Ghailan mengangguk paham, kehilangan orang tua bukanlah hal yang mudah bagi setiap orang. Kedua orang tua Najla yang merupakan seniornya telah tiada karena kecelakaan mobil sepulang dari mengantarnya ke bandara tujuh tahun lalu, ketika Ghailan akan berangkat ke Afrika sebagai pasukan pengamanan daerah konflik. Ia tidak mengetahui kabar meninggalnya dua sahabatnya itu sampai ia menelepon ke Indonesia di waktu luangnya. Perasaannya hancur mengetahui keadaan dua karibnya yang telah tiada tepat di hari keberangkatannya terlebih memikirkan putri mereka yang sangat muda, Najla.

Setelah selesai sarapan, Ghailan kembali ke kamar Najla.
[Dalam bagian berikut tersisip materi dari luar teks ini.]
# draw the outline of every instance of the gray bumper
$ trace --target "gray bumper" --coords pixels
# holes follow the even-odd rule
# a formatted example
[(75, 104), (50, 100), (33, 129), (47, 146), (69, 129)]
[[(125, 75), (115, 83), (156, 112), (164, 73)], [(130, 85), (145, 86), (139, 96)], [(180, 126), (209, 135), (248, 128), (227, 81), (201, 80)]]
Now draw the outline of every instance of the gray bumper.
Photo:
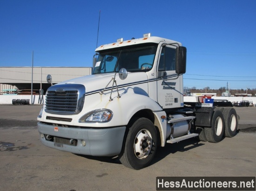
[[(47, 140), (45, 136), (40, 137), (45, 146), (63, 151), (91, 156), (115, 156), (119, 154), (122, 148), (126, 127), (119, 127), (104, 129), (64, 127), (47, 125), (39, 122), (38, 131), (41, 134), (54, 137), (77, 140), (76, 146), (55, 143)], [(85, 146), (82, 145), (85, 140)]]

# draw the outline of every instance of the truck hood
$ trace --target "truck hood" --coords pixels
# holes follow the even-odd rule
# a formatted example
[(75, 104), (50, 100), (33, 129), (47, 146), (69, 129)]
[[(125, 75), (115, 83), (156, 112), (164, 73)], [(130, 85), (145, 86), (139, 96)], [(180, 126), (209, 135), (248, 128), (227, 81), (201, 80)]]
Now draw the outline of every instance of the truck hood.
[[(85, 87), (86, 94), (88, 94), (103, 90), (114, 76), (115, 73), (94, 74), (67, 80), (57, 84), (82, 84)], [(133, 83), (143, 83), (148, 82), (148, 76), (145, 72), (128, 72), (127, 78), (123, 80), (119, 78), (118, 74), (115, 76), (118, 87), (126, 85), (131, 86)], [(108, 85), (106, 90), (111, 89), (112, 83), (113, 81)]]

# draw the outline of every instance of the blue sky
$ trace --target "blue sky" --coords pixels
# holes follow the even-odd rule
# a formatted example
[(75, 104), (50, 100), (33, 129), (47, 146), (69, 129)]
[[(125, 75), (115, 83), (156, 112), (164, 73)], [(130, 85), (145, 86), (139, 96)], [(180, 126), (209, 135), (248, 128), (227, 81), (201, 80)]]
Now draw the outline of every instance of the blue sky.
[(184, 86), (256, 88), (256, 0), (0, 0), (0, 67), (91, 67), (98, 45), (150, 32), (187, 48)]

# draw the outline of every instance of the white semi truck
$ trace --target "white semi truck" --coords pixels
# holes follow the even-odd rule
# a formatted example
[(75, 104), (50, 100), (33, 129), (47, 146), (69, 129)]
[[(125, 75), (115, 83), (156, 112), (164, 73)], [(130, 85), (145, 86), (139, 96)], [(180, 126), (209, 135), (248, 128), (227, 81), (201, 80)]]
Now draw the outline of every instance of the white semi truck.
[(236, 134), (232, 108), (204, 107), (209, 105), (197, 97), (184, 101), (186, 49), (180, 43), (147, 34), (95, 51), (92, 75), (47, 89), (37, 118), (44, 145), (82, 155), (118, 156), (125, 166), (140, 169), (149, 165), (158, 146), (194, 137), (218, 142)]

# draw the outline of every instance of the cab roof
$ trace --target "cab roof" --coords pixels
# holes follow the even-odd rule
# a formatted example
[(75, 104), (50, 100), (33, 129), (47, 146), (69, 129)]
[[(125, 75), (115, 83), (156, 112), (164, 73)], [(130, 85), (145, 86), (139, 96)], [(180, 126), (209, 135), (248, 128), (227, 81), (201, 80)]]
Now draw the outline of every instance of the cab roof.
[(115, 48), (126, 46), (129, 46), (134, 45), (137, 45), (143, 43), (156, 43), (160, 44), (161, 43), (169, 44), (177, 43), (180, 46), (182, 45), (181, 43), (174, 40), (164, 38), (157, 37), (144, 37), (140, 38), (132, 39), (131, 40), (123, 41), (122, 39), (118, 39), (117, 42), (106, 45), (101, 45), (98, 47), (95, 50), (95, 51), (99, 51), (103, 50), (107, 50), (112, 48)]

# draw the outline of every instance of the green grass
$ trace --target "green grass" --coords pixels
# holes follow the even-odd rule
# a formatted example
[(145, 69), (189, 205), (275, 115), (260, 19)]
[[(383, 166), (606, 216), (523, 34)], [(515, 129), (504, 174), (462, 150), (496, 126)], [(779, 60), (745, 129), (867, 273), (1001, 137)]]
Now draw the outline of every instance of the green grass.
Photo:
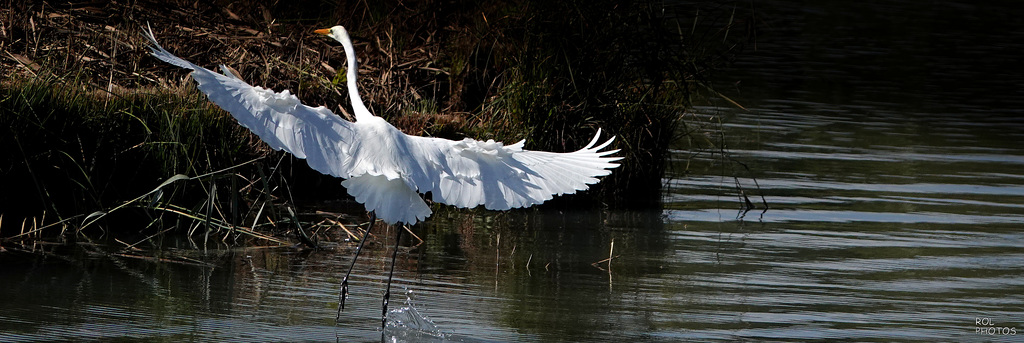
[[(178, 55), (228, 65), (254, 85), (291, 89), (336, 113), (349, 108), (338, 78), (344, 56), (310, 32), (343, 24), (375, 114), (412, 134), (526, 139), (527, 148), (560, 152), (602, 128), (626, 159), (591, 197), (568, 201), (620, 206), (659, 201), (673, 141), (722, 148), (708, 129), (720, 123), (687, 109), (750, 34), (727, 3), (317, 2), (271, 6), (284, 17), (270, 22), (245, 10), (262, 7), (244, 5), (231, 7), (240, 16), (231, 19), (205, 5), (126, 6), (106, 22), (73, 22), (71, 36), (54, 28), (74, 11), (0, 9), (14, 24), (0, 47), (31, 61), (0, 81), (0, 240), (26, 237), (12, 224), (22, 218), (50, 234), (176, 228), (255, 238), (278, 227), (270, 222), (297, 222), (285, 211), (296, 202), (344, 197), (339, 180), (267, 151), (182, 80), (185, 71), (147, 57), (140, 18)], [(40, 28), (20, 24), (30, 18)]]

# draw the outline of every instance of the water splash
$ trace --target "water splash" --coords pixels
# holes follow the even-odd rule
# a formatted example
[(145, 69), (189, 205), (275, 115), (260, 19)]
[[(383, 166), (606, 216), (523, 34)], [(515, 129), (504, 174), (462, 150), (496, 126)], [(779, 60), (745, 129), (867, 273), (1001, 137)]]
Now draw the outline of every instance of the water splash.
[(413, 305), (412, 291), (406, 291), (406, 305), (388, 310), (385, 334), (390, 342), (451, 342), (449, 334)]

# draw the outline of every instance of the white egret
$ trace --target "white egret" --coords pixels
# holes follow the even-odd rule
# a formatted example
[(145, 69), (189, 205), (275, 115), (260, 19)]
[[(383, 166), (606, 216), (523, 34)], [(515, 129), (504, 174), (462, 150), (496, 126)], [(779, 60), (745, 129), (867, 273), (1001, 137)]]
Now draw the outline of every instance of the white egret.
[[(493, 139), (450, 140), (404, 134), (362, 103), (355, 82), (355, 49), (345, 28), (336, 26), (315, 33), (341, 42), (345, 50), (354, 122), (325, 106), (302, 104), (288, 90), (274, 92), (249, 85), (224, 66), (219, 74), (175, 56), (157, 42), (152, 29), (145, 36), (154, 56), (191, 70), (199, 89), (239, 124), (270, 147), (306, 160), (316, 171), (344, 178), (341, 184), (366, 206), (371, 218), (379, 217), (388, 224), (415, 224), (430, 216), (420, 194), (429, 192), (434, 202), (460, 208), (482, 205), (489, 210), (508, 210), (587, 189), (598, 182), (598, 176), (608, 175), (618, 166), (613, 162), (621, 158), (610, 156), (617, 149), (602, 152), (614, 137), (597, 144), (600, 129), (587, 146), (571, 153), (524, 149), (524, 140), (505, 145)], [(374, 221), (371, 219), (371, 225)], [(397, 231), (400, 240), (402, 230)], [(366, 237), (355, 258), (364, 242)], [(391, 268), (393, 271), (393, 255)], [(346, 274), (339, 313), (344, 308), (347, 282)], [(386, 320), (389, 291), (390, 277), (382, 320)]]

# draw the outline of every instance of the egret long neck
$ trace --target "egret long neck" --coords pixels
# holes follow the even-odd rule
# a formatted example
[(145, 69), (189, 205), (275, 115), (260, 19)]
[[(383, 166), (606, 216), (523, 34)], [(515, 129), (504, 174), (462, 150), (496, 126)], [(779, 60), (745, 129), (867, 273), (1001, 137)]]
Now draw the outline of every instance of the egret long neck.
[(362, 103), (362, 98), (359, 97), (359, 88), (355, 83), (355, 78), (358, 76), (358, 66), (355, 60), (355, 47), (352, 46), (352, 40), (348, 38), (348, 35), (344, 35), (339, 39), (341, 45), (345, 48), (345, 57), (348, 58), (348, 98), (352, 101), (352, 112), (355, 114), (355, 121), (358, 122), (362, 119), (373, 118), (373, 114), (370, 110), (367, 110), (367, 105)]

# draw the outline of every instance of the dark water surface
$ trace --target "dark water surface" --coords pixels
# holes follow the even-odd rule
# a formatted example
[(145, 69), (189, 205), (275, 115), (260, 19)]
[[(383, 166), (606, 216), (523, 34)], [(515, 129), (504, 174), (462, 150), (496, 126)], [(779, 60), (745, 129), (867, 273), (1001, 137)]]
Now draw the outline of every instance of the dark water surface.
[[(436, 213), (389, 339), (1024, 340), (1020, 6), (753, 4), (768, 29), (715, 78), (750, 111), (692, 115), (746, 168), (680, 145), (660, 209)], [(374, 242), (337, 324), (348, 245), (5, 260), (0, 342), (379, 340)]]

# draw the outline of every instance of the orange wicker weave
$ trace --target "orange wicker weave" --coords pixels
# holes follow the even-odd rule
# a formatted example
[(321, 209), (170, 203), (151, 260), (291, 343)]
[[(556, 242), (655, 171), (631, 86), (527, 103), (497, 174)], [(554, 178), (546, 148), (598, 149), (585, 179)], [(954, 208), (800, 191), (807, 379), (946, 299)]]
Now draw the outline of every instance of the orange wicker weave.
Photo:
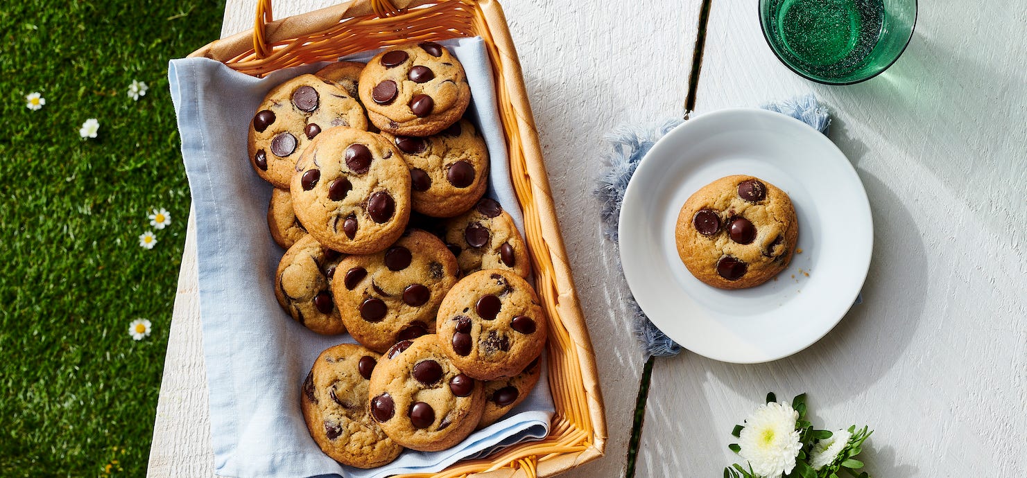
[(521, 65), (499, 4), (494, 0), (353, 0), (272, 21), (270, 0), (261, 0), (252, 33), (215, 41), (190, 56), (214, 58), (236, 71), (262, 76), (394, 44), (471, 36), (484, 39), (492, 62), (535, 287), (550, 320), (546, 350), (557, 412), (549, 435), (540, 441), (458, 462), (433, 475), (398, 476), (553, 476), (603, 454), (606, 421), (595, 354), (560, 236)]

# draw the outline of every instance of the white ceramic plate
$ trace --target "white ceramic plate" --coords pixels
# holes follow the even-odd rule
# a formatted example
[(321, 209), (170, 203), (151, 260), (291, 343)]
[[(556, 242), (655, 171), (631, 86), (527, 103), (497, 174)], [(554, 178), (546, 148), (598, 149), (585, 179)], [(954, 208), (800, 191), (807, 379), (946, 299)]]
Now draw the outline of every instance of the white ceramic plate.
[[(802, 249), (776, 280), (740, 290), (695, 279), (674, 238), (685, 200), (730, 174), (788, 193)], [(873, 248), (870, 203), (845, 155), (801, 121), (754, 109), (708, 113), (660, 138), (627, 186), (619, 234), (624, 276), (652, 322), (696, 354), (735, 363), (776, 360), (827, 334), (860, 293)]]

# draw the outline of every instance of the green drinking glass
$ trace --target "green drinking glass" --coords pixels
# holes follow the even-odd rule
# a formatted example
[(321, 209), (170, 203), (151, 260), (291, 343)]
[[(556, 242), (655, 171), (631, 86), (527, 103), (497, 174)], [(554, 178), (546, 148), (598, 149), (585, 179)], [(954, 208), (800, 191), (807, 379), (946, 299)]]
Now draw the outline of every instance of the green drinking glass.
[(916, 0), (760, 0), (760, 24), (792, 71), (847, 85), (899, 59), (913, 37)]

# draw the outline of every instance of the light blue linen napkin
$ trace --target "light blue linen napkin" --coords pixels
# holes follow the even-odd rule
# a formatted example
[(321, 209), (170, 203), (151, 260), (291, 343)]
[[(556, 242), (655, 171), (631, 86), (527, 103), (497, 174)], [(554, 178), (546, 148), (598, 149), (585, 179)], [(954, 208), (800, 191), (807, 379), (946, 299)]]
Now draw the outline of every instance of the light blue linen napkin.
[[(467, 117), (479, 125), (491, 156), (489, 195), (515, 216), (523, 233), (492, 69), (482, 39), (443, 43), (467, 72), (473, 96)], [(267, 91), (318, 68), (299, 67), (258, 79), (207, 58), (173, 59), (168, 67), (195, 207), (203, 358), (217, 474), (380, 478), (430, 473), (496, 447), (546, 436), (554, 404), (543, 367), (538, 386), (505, 420), (448, 450), (407, 450), (388, 466), (357, 470), (330, 459), (310, 438), (299, 404), (303, 379), (320, 351), (353, 341), (349, 335), (311, 332), (278, 307), (273, 278), (283, 250), (268, 233), (271, 186), (250, 166), (246, 134)]]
Ia membuka gorden yang menghalau sinar matahari menembus kamar gadis itu.

"Bi, jangan dibuka!" rengek Najla merasa terganggu dengan sinar matahari yang menyilaukan matanya. Ia mengambil bantal untuk menutup kepalanya. Selimut yang ia pakai sudah terjatuh ke lantai memperlihatkan tungkai putihnya yang hanya mengenakan rok abu-abu yang kini tersingkap setengah pahanya. Ghailan yang berdiri menyaksikan bagaimana gadis itu kembali menikmati tidurnya hanya bisa menggelengkan kepala.

Ghailan mendekati ranjang dan menurunkan rok Najla. Ia kemudian menarik bantal yang menutupi kepala Najla membuat gadis itu memerengut kesal.

"Bibi jangan rese deh," gumamnya kesal.

"Bangun!" Ghailan menyenggol kaki Najla.

"Ish!"

"Bangun atau om siram."

"Astaga tirani!" Najla terduduk dengan wajah bantalnya. Bibirnya memerengut kesal.

"Mandi lalu sarapan."

"Enggak!"

"Naj?!" tegur Ghailan penuh ancaman.

"Iya, ah! Bawel banget," semprotnya kesal. Najla beranjak dari ranjang dengan menghentak-hentakkan kakinya kesal menuju kamar mandi.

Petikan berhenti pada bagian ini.